Müssen wir im Spiel eigentlich immer kämpfen? Keineswegs. Es gibt auch kooperative Spiele, die keine Konfliktsimulation im engeren Sinne darstellen. Aber auch beim Sportfechten, beim Boxen und beim Kampfsport suchen wir nach Möglichkeiten, Kämpfen in eine spielerisch-harmlose Form zu überführen. Ob man daher als Erwachsener sich immer sofort alarmiert fühlen sollte, wenn Kinder einen simulierten (!) Kampf austragen, ist fraglich. In einem Kindergarten, in dem eine Bekannte von mir arbeitet, war jede Form von "Waffenspielen" streng verboten. Schnell kamen einige Jungen auf die Idee, ihre Pausenbrote in Pistolenform zu beißen, um sich mit den Brotpistolen ("Peng! Peng! Peng!") zu duellieren. Stellt das wirklich ein ernsthaftes Problem dar?

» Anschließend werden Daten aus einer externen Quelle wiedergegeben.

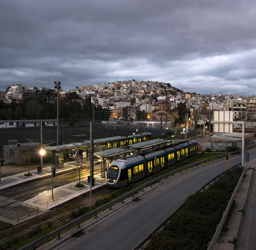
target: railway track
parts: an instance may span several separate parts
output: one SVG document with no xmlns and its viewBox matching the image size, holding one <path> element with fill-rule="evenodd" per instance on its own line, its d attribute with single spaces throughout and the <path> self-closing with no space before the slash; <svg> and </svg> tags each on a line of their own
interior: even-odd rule
<svg viewBox="0 0 256 250">
<path fill-rule="evenodd" d="M 102 193 L 106 190 L 110 191 L 110 192 L 105 194 Z M 112 193 L 116 191 L 116 190 L 112 190 L 106 186 L 100 187 L 99 189 L 93 191 L 93 197 L 94 196 L 94 197 L 92 200 L 92 202 L 94 203 L 98 199 L 103 198 Z M 98 195 L 96 197 L 95 197 L 95 195 L 96 194 L 98 194 Z M 43 223 L 47 223 L 51 222 L 53 224 L 56 224 L 59 222 L 61 222 L 61 221 L 63 221 L 65 219 L 67 219 L 68 218 L 70 220 L 70 216 L 68 216 L 68 215 L 70 214 L 72 211 L 76 210 L 83 207 L 90 205 L 89 194 L 86 194 L 85 195 L 86 197 L 84 197 L 84 194 L 82 195 L 82 196 L 84 197 L 75 198 L 72 200 L 65 203 L 63 205 L 58 206 L 55 208 L 50 210 L 47 211 L 47 213 L 38 215 L 38 216 L 33 217 L 33 218 L 31 218 L 28 220 L 22 222 L 18 224 L 16 224 L 10 227 L 0 231 L 0 238 L 3 239 L 0 240 L 0 244 L 8 241 L 11 238 L 14 237 L 18 236 L 27 233 L 37 226 L 42 225 Z M 82 202 L 82 205 L 79 205 L 75 207 L 72 207 L 71 209 L 68 209 L 62 213 L 60 215 L 58 215 L 55 216 L 55 213 L 58 210 L 59 210 L 62 209 L 65 209 L 65 208 L 68 207 L 69 205 L 74 205 L 76 203 L 79 204 L 79 202 L 81 203 L 81 201 L 84 199 L 85 200 L 84 201 L 85 202 L 84 203 Z M 31 214 L 31 216 L 33 214 Z M 48 219 L 48 218 L 51 216 L 52 216 L 52 218 Z M 29 227 L 26 227 L 26 225 L 27 224 L 29 225 Z M 14 232 L 17 232 L 17 231 L 18 231 L 17 233 L 14 233 Z"/>
<path fill-rule="evenodd" d="M 96 167 L 95 168 L 95 172 L 97 173 L 99 170 L 100 170 L 99 167 Z M 59 187 L 60 186 L 62 186 L 63 185 L 68 184 L 69 182 L 70 182 L 70 181 L 74 180 L 75 181 L 75 180 L 79 178 L 79 174 L 77 173 L 77 171 L 75 171 L 76 173 L 63 173 L 62 175 L 65 175 L 65 176 L 61 176 L 58 179 L 55 180 L 55 183 L 54 186 L 55 187 Z M 83 179 L 84 178 L 85 176 L 87 176 L 90 173 L 90 170 L 86 170 L 85 171 L 82 172 L 81 174 L 81 179 Z M 73 177 L 72 177 L 73 176 Z M 70 178 L 72 177 L 72 178 Z M 48 177 L 49 178 L 49 177 Z M 64 180 L 63 181 L 59 182 L 59 181 L 61 181 L 61 180 Z M 38 183 L 38 182 L 41 182 L 41 183 Z M 46 184 L 49 184 L 45 186 Z M 42 187 L 41 188 L 37 188 L 38 187 L 40 187 L 41 186 L 44 185 L 44 186 Z M 15 190 L 17 189 L 17 186 L 13 186 L 9 188 L 6 188 L 6 189 L 3 190 L 0 192 L 0 194 L 3 196 L 7 196 L 11 195 L 10 197 L 9 197 L 8 199 L 5 200 L 6 201 L 7 201 L 9 199 L 14 199 L 17 198 L 19 198 L 20 196 L 22 196 L 22 194 L 25 194 L 26 195 L 26 197 L 20 199 L 18 200 L 15 200 L 15 202 L 18 201 L 22 201 L 23 200 L 24 200 L 24 199 L 28 199 L 30 198 L 32 198 L 34 196 L 38 194 L 39 193 L 38 191 L 44 191 L 46 189 L 47 189 L 47 188 L 51 188 L 51 180 L 49 180 L 49 181 L 47 181 L 47 182 L 44 182 L 44 180 L 40 180 L 37 182 L 37 183 L 35 183 L 35 185 L 32 185 L 31 183 L 25 183 L 22 185 L 23 186 L 26 186 L 25 187 L 19 188 L 18 190 L 14 190 L 14 191 L 11 191 L 12 190 Z M 33 190 L 31 191 L 28 190 L 27 192 L 25 192 L 25 190 L 26 189 L 31 189 L 32 188 L 33 189 L 36 188 L 36 190 Z M 10 191 L 8 193 L 6 193 L 5 191 Z M 25 193 L 24 194 L 24 193 Z M 31 194 L 29 194 L 31 193 Z M 15 195 L 16 194 L 16 195 Z M 29 194 L 29 196 L 28 196 Z M 13 196 L 13 195 L 15 195 Z"/>
</svg>

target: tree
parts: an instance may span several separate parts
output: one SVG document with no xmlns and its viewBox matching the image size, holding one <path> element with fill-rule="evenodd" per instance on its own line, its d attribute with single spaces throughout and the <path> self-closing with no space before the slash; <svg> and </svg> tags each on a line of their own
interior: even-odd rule
<svg viewBox="0 0 256 250">
<path fill-rule="evenodd" d="M 12 108 L 8 108 L 6 110 L 4 116 L 6 120 L 11 120 L 13 116 L 13 111 Z"/>
<path fill-rule="evenodd" d="M 81 172 L 85 169 L 86 166 L 85 159 L 79 159 L 79 156 L 74 162 L 74 165 L 76 169 L 78 170 L 79 172 L 79 184 L 81 184 Z"/>
<path fill-rule="evenodd" d="M 21 119 L 23 116 L 23 111 L 20 106 L 17 106 L 13 112 L 14 119 L 17 120 Z"/>
<path fill-rule="evenodd" d="M 179 116 L 180 117 L 182 117 L 183 119 L 185 119 L 185 116 L 186 114 L 188 114 L 188 117 L 190 116 L 191 112 L 190 110 L 187 107 L 186 102 L 180 102 L 178 103 L 177 110 L 178 111 Z"/>
<path fill-rule="evenodd" d="M 29 101 L 25 105 L 24 114 L 28 119 L 39 119 L 43 106 L 37 101 Z"/>
<path fill-rule="evenodd" d="M 3 118 L 4 117 L 4 114 L 5 113 L 6 108 L 0 108 L 0 120 L 3 120 Z"/>
</svg>

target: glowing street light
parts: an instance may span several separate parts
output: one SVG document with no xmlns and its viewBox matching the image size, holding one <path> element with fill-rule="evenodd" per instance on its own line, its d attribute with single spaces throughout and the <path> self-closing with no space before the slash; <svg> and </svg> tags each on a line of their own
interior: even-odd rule
<svg viewBox="0 0 256 250">
<path fill-rule="evenodd" d="M 41 149 L 41 150 L 40 150 L 39 151 L 39 153 L 40 154 L 40 155 L 44 155 L 45 153 L 45 150 L 44 149 Z"/>
</svg>

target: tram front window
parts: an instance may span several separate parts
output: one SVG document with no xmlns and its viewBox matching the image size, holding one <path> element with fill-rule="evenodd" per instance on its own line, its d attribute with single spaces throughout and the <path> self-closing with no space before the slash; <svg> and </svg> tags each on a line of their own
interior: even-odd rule
<svg viewBox="0 0 256 250">
<path fill-rule="evenodd" d="M 118 177 L 119 168 L 117 166 L 111 166 L 108 171 L 107 179 L 109 182 L 114 182 Z"/>
</svg>

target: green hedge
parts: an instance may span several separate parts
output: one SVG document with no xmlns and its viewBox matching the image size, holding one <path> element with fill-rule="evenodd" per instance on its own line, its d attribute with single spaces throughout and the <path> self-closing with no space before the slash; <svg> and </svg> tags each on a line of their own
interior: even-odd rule
<svg viewBox="0 0 256 250">
<path fill-rule="evenodd" d="M 207 249 L 242 171 L 241 168 L 231 170 L 204 192 L 188 197 L 143 249 Z"/>
</svg>

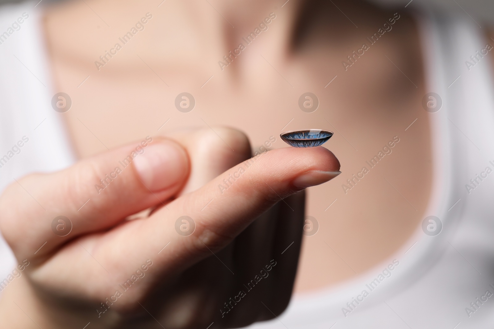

Kehren wir jedoch zum Schach und damit zum Brettspiel zurück. Es gibt mittlerweile einen großen Markt für Konfliktsimulationen auf strategischer Ebene. Wenn "Empires in Arms" die Napoleonischen Kriege und "Advanced Third Reich" den Zweiten Weltkrieg simuliert, wird manch einer sicherlich irritiert reagieren, letztlich aber handelt es sich nur um detaillierte, in einen historischen Kontext gesetzte Ausformungen des Schachspiels. Dabei sind die genannten Spiele viel zu kopflastig, um Aggressionen zu wecken oder auch nur abbauen zu können. Was den Spieler am strategischen Spiel reizt, ist die intellektuelle Herausforderung, das Spiel als Denksportaufgabe. Und bei Vorhandensein eines historischen Hitnergrundes dient das Spiel zudem auch der Erweiterung der geschichtlichen und geographischen Kenntnisse.

Eine grundsätzliche Spielefeindlichkeit ist daher nicht gerechtfertigt. Einzelfälle mögen vielleicht problematisch sein. Die Frage aber, ob man an einer Schule ein Börsenspiel durchführen soll und die Frage, ob man in Berlin ein Stadtschloss wieder aufbauen sollte, haben eines gemeinsam: Sie haben mit Moral nichts zu tun. Es mag Pro- und Contra-Argumente anderer Art geben, aber das Moralisieren ist einer problemorientierten Debatte sicherlich abträglich - zumal man hier auch leicht der Eindruck entsteht: Je progressiver der Sprecher, desto konservativer die Ansicht.

Bedeutet das Dargelegte, dass es meiner Auffassung nach überhaupt keine gefährlichen, geschmacklosen und schädlichen Spiele gibt? Mitnichten. Mit guten Gründen wollen wir keine Spiele sehen, die dem Spieler die Aufgabe auferlegen, Geiseln zu erschießen oder Konzentrationslager zu bauen. Es ist auch völlig legitim, dass Menschen, die einen echten Krieg erlebt haben, eine ablehnende Haltung gegen das Spielen mit Waffen haben. Aber ebenso ist auch richtig, dass ein Mensch, der schon öfters dazu gezwungen war, sich in lebensbedrohlichen Situationen verstecken zu müssen, durch das einfache Versteckspiel von Kindern unangenehm berührt werden könnte. Hier sollten Einzelfallabwägungen vorgenommen werden.

Kinder wollen spielen, Erwachsene manchmal auch. Lassen wir sie spielen.